2. For efficiency reasons, exclude movies that are too close to the origin.
3. Find movies that, in the chosen 2D representation, are closest to a regularly spaced grid and display their titles on the plot.

# Task 3 Part b) Movie info
1. Plot the coordinates for a movie given its id.

# Task 3 Part c) Movie in context
1. Find movie id from words in the title
2. Select two axis and report
3. movie info
4. both axis info
5. marked movie in movies 2D plot

# Task 4 Part a) Predict user score
1. Select 4000 scores at random from users at random.
    - it will be based on the principal components
2. Replace these scores with the average score for the corresponding movie to simulate missing values.
3. Using the truncated SVD decomposition with 400 singular vectors approximate the missing scores.
4. Evaluate the accuracy of the reconstruction using a scatter plot.

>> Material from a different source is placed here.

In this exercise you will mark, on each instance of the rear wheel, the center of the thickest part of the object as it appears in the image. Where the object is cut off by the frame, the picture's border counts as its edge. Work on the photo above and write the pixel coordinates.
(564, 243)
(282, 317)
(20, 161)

# Task 4 Part b) classification for individual movie
1. Select a movie at random that has been seen by many users.
2. Consider only the users that have scored the movie.
3. Assume that a score above, say, 4.5 is positive and below negative. This is the target that needs to be predicted.
    - Note: remove the movie score information from the data matrix (e.g. by setting all score entries to 0).
4. Consider a 50% split between positive and negative users.
5. Build a classification algorithm for the problem (no external library such as `scikit`).
6. Compute the accuracy and the baseline accuracy (i.e. the accuracy of a random classifier).